Après l'homme d'affaires germano-canadien Karlheinz Schreiber, c'est au tour de l'ancien premier ministre Brian Mulroney de comparaître devant le juge Jeffrey Oliphant, mardi, pour un témoignage très attendu.

L'ancien premier ministre doit donner sa version des faits à la commission chargée de faire la lumière sur la teneur de ses transactions financières et commerciales avec M. Schreiber dans les années 1990.

Pour la première journée de son témoignage, M. Mulroney sera d'abord interrogé par son propre avocat, Guy Pratte.

Puis, dans les jours subséquents, il devra faire face aux questions du procureur principal de l'enquête, Richard Wolson, qui s'est acquis, depuis le début des audiences, la réputation de mener des interrogatoires très serrés.

Ces trois à quatre jours de comparution permettront aux avocats d'entrer davantage dans les détails de la relation entre M. Schreiber et M. Mulroney que lorsque l'ancien premier ministre avait témoigné, durant seulement quatre heures, devant le comité parlementaire de l'éthique, en 2007.

L'ex-politicien conservateur aurait touché un montant se situant entre 225 000 $ et 300 000 $, selon les versions, offert en liquide par M. Schreiber entre le 27 août 1993 et le 8 décembre 1994. M. Mulroney aurait placé les liasses de coupures de 1000 $ dans un coffre fort personnel ainsi que dans un compte bancaire à New York et n'aurait déclaré ces sommes à l'impôt que des années plus tard.

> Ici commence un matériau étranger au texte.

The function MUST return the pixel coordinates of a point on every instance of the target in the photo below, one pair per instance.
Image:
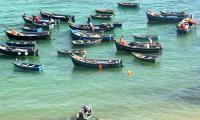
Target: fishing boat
(105, 11)
(13, 34)
(69, 52)
(31, 29)
(101, 16)
(88, 42)
(168, 13)
(28, 66)
(85, 113)
(146, 58)
(138, 46)
(100, 27)
(21, 43)
(81, 35)
(128, 4)
(57, 16)
(41, 23)
(159, 17)
(17, 51)
(186, 25)
(146, 37)
(95, 63)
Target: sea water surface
(168, 90)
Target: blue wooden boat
(28, 66)
(128, 4)
(95, 63)
(31, 29)
(138, 46)
(101, 16)
(85, 42)
(69, 52)
(146, 37)
(159, 17)
(100, 27)
(186, 25)
(146, 58)
(81, 35)
(42, 23)
(21, 43)
(17, 51)
(57, 16)
(105, 11)
(13, 34)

Brian Mulroney a toujours prétendu que cet argent lui avait été versé pour qu'il fasse la promotion à l'étranger de véhicules blindés légers de la compagnie allemande Thyssen, et que rien dans ses agissements n'était illégal.

M. Schreiber affirme pour sa part avoir engagé M. Mulroney pour que l'ancien premier ministre fasse des représentations pour cette compagnie auprès d'hommes politiques canadiens dans le but de construire une usine de ces véhicules blindés légers au Cap Breton, en Nouvelle-Ecosse. Ce projet, connu sous le nom de Bear Head, n'aura finalement jamais vu le jour.

Au cours de ses nombreuses heures de comparution, M. Mulroney devra nécessairement répondre à des questions sur le montant et les raisons exactes du versement de ces sommes, tout comme sur le moment précis où il a accepté de conclure un accord avec M. Schreiber.

Selon les allégations de ce dernier, les pourparlers pour la conclusion d'un accord auraient été entamés avant même que M. Mulroney ne quitte ses fonctions de chef de gouvernement et soit éventuellement remplacé par Kim Campbell au poste de premier ministre.

L'ancien politicien devra par ailleurs expliquer pourquoi il a accepté d'être payé en argent comptant par l'homme d'affaires, qui fait désormais face à des chefs d'accusation de fraude, d'évasion fiscale et de corruption en Allemagne.

M. Mulroney a déjà admis regretter avoir accepté de telles sommes en argent liquide.

«Quand j'y repense aujourd'hui, je me rends compte que c'était une grave erreur de jugement que d'accepter un paiement en argent comptant pour ce travail, même s'il n'y avait absolument rien d'illégal. Cette erreur de jugement est la mienne, je m'en excuse et assume l'entière responsabilité», avait-il déclaré le 13 décembre 2007, devant le comité parlementaire de l'éthique.

Il s'était également alors défendu que cet argent ait quoique ce soit à voir avec l'obtention, en 1988, d'un contrat d'Airbus d'une valeur de 1,8 milliard $ pour Air Canada, alors société de la Couronne.

Les jours qui viennent risquent de ne pas être de tout repos pour l'ancien chef conservateur, et il le sait, a confié Robin Sears, porte-parole de M. Mulroney. Il a souligné que M. Mulroney ne prenait pas la chose à la légère et s'était bien préparé pour son témoignage.